The guys are graduates of Concordia’s esteemed film program, and both were winners of the Kodak Grand Prize for student film at the Montreal World Film Festival. Mendelson copped the award in 2000, while Baron took it the following year.
Since elementary school, Baron and Mendelson have aspired to make movies. Mendelson also aspired to become the world’s best fisherman, but when that dream was dashed – due mostly to his inability to catch any fish – he focused all his energies on writing and acting.

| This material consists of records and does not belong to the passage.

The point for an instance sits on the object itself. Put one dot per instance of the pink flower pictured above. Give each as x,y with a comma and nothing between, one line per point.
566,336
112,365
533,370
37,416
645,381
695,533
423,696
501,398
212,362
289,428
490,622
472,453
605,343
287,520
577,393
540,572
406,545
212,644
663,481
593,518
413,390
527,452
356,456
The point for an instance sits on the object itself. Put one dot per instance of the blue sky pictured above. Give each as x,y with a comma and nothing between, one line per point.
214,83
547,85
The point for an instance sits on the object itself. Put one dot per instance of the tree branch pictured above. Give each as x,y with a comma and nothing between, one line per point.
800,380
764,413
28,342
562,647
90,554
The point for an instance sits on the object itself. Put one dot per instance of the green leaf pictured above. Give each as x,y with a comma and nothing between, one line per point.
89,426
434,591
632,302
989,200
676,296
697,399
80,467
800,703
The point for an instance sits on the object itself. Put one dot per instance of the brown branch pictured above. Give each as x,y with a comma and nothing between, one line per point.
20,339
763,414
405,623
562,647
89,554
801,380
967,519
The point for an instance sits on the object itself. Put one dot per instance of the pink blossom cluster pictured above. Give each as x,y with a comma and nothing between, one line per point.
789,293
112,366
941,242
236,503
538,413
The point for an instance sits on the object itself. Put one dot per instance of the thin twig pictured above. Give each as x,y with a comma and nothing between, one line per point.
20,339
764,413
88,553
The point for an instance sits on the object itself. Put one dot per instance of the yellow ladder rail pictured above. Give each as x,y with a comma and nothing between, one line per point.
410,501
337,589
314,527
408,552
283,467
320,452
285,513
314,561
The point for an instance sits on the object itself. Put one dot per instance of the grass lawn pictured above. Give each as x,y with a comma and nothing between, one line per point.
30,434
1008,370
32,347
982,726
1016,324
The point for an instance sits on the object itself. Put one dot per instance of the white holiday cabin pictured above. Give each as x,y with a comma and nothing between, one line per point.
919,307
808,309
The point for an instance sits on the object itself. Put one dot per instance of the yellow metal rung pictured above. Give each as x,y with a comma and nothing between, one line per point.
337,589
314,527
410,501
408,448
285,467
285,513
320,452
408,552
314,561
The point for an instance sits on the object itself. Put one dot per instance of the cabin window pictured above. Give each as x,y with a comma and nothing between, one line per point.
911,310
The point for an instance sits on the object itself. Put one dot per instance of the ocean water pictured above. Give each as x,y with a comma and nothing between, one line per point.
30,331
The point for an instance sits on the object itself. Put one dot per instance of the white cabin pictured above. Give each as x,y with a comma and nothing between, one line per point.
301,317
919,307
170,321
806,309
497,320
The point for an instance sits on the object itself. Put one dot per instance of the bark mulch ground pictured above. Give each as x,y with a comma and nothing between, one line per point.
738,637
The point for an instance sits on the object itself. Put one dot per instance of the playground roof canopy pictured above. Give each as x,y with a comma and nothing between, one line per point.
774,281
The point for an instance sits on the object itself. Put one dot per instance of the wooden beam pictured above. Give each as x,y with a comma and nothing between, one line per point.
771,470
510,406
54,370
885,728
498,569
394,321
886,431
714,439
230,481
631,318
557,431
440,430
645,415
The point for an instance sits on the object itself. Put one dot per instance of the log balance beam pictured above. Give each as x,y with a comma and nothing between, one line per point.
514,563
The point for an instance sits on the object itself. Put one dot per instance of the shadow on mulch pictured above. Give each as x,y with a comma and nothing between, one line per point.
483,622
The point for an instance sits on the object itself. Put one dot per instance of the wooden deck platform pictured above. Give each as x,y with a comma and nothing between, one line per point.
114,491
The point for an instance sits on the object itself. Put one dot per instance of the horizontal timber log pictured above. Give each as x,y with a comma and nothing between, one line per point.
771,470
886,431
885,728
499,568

According to Baron, art somewhat resembles Mendelson’s life here. And we ain’t just talking Take Me Back’s humorously overbearing mom: There are other script details that appear to have been lifted straight from his life.
“The story as we understand it – and if we don’t understand it by now, we never will – is that this geek (Mendelson) meets a girl and it doesn’t work out well,” says Baron. “Then the geek comes into possession of a mysterious gizmo allowing him to travel in time. This sets up a situation where he goes back in time and two of him are created.”
Alrighty then. But just what kind of medication were the guys on while concocting this story? “We just had a lot of free time on our hands and came up with something our resources could handle,” Baron explains.
Those resources were pretty much scant. “Let’s see,” Baron ponders. “We couldn’t afford to hire a crew, because we had no money. We did all the costumes ourselves. The actors worked for nothing. We did the location scouting ourselves. We ended up shooting a lot in (Mendelson’s) father’s store. We couldn’t even afford coffee on the set. But we were very resourceful. Then we built the story around whatever resources we could muster as well as our own ravings.”
Rather than put their series on YouTube, the guys decided to build their own website to showcase it. “We wanted to build our own community from scratch,” Baron says. “It’s a tough market. They get half a million hits on YouTube for a kid falling off the balcony, but it’s tougher to get people to watch something with a storyline and solid production. Still, we’ve had great feedback.”
They’ve also both been signed by an L.A. talent agency, thanks to the series. “Before we had few ideas; now we’ve got way too many,” Baron says. Their fans will, however, be delighted to learn success won’t temper their twisted views. “Don’t think so,” Baron adds. “Our next project is an action comedy that may or may not be about the Rapture.”